Reports estimate that more than 80 percent of Cambodia’s 14 million people are Buddhist, and only about 1 percent are Christian. Mission outreaches estimate only about 2,000 of the 12,000 Christians in Cambodia during the Killing Fields slaughters of the 1970s survived.

But the Evangelical Fellowship of Cambodia now estimates there are 130,000 Christians meeting in several thousand small churches around the country.

VOM is a non-profit, interdenominational ministry working worldwide to help Christians who are persecuted for their faith, and to educate the world about that persecution.
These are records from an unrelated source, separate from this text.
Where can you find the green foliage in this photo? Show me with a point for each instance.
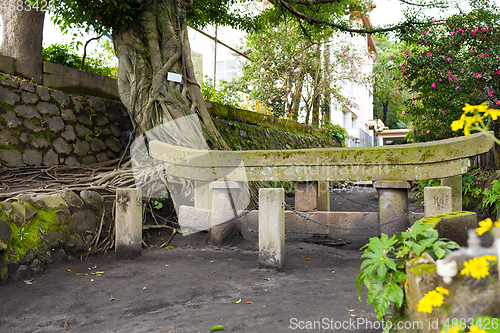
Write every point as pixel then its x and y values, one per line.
pixel 220 95
pixel 383 269
pixel 492 198
pixel 449 64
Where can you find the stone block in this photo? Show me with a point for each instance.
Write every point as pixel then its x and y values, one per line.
pixel 128 223
pixel 437 200
pixel 271 228
pixel 306 196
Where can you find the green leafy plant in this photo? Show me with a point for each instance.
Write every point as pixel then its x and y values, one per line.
pixel 383 270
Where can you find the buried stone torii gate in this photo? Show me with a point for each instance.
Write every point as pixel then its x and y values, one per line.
pixel 390 167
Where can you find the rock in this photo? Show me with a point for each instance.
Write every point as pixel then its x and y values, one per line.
pixel 69 133
pixel 32 127
pixel 71 198
pixel 43 93
pixel 11 120
pixel 5 231
pixel 27 86
pixel 89 160
pixel 7 139
pixel 60 97
pixel 29 98
pixel 48 108
pixel 113 143
pixel 97 145
pixel 50 158
pixel 93 199
pixel 8 96
pixel 84 220
pixel 11 158
pixel 82 131
pixel 32 158
pixel 39 143
pixel 27 112
pixel 68 115
pixel 61 146
pixel 71 161
pixel 86 119
pixel 81 148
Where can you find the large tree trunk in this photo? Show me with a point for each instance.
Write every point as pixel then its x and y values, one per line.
pixel 155 45
pixel 22 40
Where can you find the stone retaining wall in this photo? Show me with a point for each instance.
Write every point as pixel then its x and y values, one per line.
pixel 45 127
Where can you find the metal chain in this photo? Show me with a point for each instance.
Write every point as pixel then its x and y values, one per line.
pixel 343 228
pixel 177 223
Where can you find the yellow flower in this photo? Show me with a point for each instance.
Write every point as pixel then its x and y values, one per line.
pixel 475 329
pixel 484 226
pixel 471 108
pixel 424 305
pixel 493 113
pixel 442 290
pixel 477 267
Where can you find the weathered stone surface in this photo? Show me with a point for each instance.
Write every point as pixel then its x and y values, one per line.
pixel 89 160
pixel 32 157
pixel 50 158
pixel 27 112
pixel 48 108
pixel 7 139
pixel 102 157
pixel 32 127
pixel 61 146
pixel 97 104
pixel 77 104
pixel 71 198
pixel 85 119
pixel 29 98
pixel 5 230
pixel 81 148
pixel 71 161
pixel 68 115
pixel 39 143
pixel 93 199
pixel 43 92
pixel 82 131
pixel 56 124
pixel 8 96
pixel 60 97
pixel 113 143
pixel 69 133
pixel 27 86
pixel 11 119
pixel 11 158
pixel 82 221
pixel 97 145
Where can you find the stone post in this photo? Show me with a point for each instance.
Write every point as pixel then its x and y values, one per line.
pixel 324 196
pixel 437 200
pixel 271 227
pixel 455 183
pixel 393 203
pixel 225 197
pixel 128 223
pixel 306 196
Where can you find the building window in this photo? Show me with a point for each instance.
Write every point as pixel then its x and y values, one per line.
pixel 225 70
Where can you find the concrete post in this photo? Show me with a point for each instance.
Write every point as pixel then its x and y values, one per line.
pixel 128 223
pixel 393 203
pixel 271 227
pixel 455 183
pixel 225 196
pixel 306 196
pixel 202 195
pixel 437 200
pixel 324 196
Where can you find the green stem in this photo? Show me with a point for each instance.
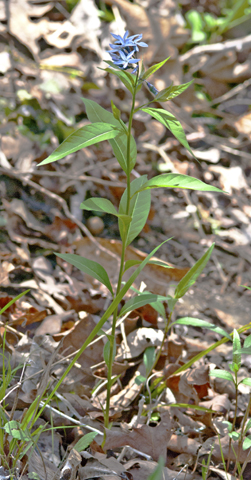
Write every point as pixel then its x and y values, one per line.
pixel 122 261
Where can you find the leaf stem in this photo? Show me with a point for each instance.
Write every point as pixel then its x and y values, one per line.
pixel 122 261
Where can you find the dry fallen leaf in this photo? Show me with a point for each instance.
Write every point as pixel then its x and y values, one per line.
pixel 150 440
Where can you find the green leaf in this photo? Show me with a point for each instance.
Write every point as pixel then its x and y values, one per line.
pixel 149 359
pixel 97 204
pixel 139 210
pixel 132 263
pixel 171 92
pixel 158 305
pixel 171 123
pixel 196 322
pixel 140 379
pixel 89 267
pixel 236 347
pixel 234 435
pixel 247 342
pixel 157 474
pixel 130 76
pixel 13 301
pixel 246 443
pixel 246 381
pixel 177 180
pixel 116 112
pixel 193 407
pixel 83 137
pixel 85 441
pixel 121 74
pixel 95 114
pixel 139 301
pixel 106 352
pixel 100 324
pixel 14 429
pixel 153 69
pixel 194 19
pixel 222 374
pixel 190 278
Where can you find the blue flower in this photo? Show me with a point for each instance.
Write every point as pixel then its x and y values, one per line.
pixel 124 42
pixel 124 60
pixel 123 50
pixel 152 88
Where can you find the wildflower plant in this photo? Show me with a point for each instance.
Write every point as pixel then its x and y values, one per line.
pixel 135 202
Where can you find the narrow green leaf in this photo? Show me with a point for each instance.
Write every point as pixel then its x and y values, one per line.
pixel 89 267
pixel 247 342
pixel 246 381
pixel 246 443
pixel 153 69
pixel 196 322
pixel 85 441
pixel 96 113
pixel 132 263
pixel 149 359
pixel 13 301
pixel 130 76
pixel 115 110
pixel 236 347
pixel 139 209
pixel 190 278
pixel 97 204
pixel 222 374
pixel 100 324
pixel 193 407
pixel 83 137
pixel 140 379
pixel 171 123
pixel 244 351
pixel 139 301
pixel 121 75
pixel 171 92
pixel 177 180
pixel 157 474
pixel 14 429
pixel 106 352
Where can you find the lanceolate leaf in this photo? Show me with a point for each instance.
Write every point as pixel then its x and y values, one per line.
pixel 222 374
pixel 191 276
pixel 153 69
pixel 177 180
pixel 236 347
pixel 171 92
pixel 171 123
pixel 104 205
pixel 132 263
pixel 95 114
pixel 85 441
pixel 139 301
pixel 83 137
pixel 89 267
pixel 139 209
pixel 196 322
pixel 123 77
pixel 100 324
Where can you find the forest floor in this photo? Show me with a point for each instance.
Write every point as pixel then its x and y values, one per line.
pixel 49 59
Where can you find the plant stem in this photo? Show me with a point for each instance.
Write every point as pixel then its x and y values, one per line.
pixel 122 261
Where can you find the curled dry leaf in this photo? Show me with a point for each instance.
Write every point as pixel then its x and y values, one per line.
pixel 192 384
pixel 223 447
pixel 150 440
pixel 141 469
pixel 138 341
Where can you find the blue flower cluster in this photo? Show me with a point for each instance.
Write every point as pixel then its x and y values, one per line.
pixel 124 49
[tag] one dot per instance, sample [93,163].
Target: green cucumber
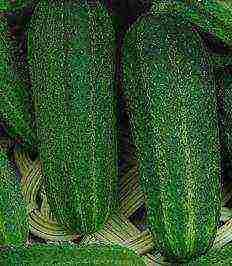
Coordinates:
[14,228]
[13,5]
[222,256]
[71,57]
[167,79]
[213,16]
[64,254]
[14,104]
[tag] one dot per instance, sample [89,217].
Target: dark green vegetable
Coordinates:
[14,228]
[14,103]
[173,117]
[221,256]
[213,16]
[13,5]
[94,254]
[71,54]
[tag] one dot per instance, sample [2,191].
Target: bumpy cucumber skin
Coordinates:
[222,256]
[224,79]
[14,104]
[14,227]
[93,254]
[71,55]
[173,118]
[213,16]
[13,5]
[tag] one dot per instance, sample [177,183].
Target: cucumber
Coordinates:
[213,16]
[14,104]
[14,228]
[71,58]
[224,79]
[13,5]
[167,78]
[222,256]
[94,254]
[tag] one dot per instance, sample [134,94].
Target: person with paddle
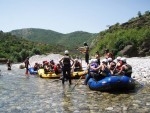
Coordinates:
[66,66]
[26,62]
[9,64]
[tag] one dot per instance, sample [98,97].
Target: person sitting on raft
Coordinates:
[77,65]
[52,65]
[36,66]
[46,67]
[92,70]
[111,66]
[103,70]
[57,69]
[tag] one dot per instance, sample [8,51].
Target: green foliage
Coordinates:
[70,40]
[17,49]
[133,32]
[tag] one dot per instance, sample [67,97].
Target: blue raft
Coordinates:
[112,83]
[32,72]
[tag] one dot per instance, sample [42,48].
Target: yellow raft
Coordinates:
[52,75]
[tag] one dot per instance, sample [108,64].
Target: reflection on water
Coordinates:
[19,93]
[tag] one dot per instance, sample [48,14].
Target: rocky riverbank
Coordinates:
[141,65]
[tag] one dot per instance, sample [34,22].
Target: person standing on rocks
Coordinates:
[66,67]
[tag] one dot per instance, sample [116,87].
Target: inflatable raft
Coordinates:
[32,72]
[52,75]
[112,83]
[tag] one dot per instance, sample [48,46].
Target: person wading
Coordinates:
[9,64]
[26,62]
[66,67]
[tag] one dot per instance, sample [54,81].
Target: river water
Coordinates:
[22,94]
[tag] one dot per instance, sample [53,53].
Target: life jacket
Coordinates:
[66,61]
[77,65]
[128,70]
[93,65]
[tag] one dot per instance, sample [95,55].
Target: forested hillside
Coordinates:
[69,41]
[131,38]
[17,49]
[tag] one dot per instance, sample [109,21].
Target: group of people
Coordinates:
[108,67]
[96,68]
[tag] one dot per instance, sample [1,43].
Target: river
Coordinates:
[22,94]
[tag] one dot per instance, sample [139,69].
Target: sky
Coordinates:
[66,16]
Its headquarters are in Bartlesville, Okla., and it has 30 affiliated international offices.

It was launched by the late Richard and Sabina Wurmbrand, who started smuggling Russian Gospels into Russia in 1947, just months before Richard was abducted and imprisoned in Romania where he was tortured for his refusal to recant Christianity.

He eventually was released in 1964 and the next year he testified about the persecution of Christians before the U.S. Senate’s Internal Security Subcommittee, stripping to the waist to show the deep torture wound scars on his body.

The group that later was renamed The Voice of the Martyrs was organized in 1967, when his book, “Tortured for Christ,” was released.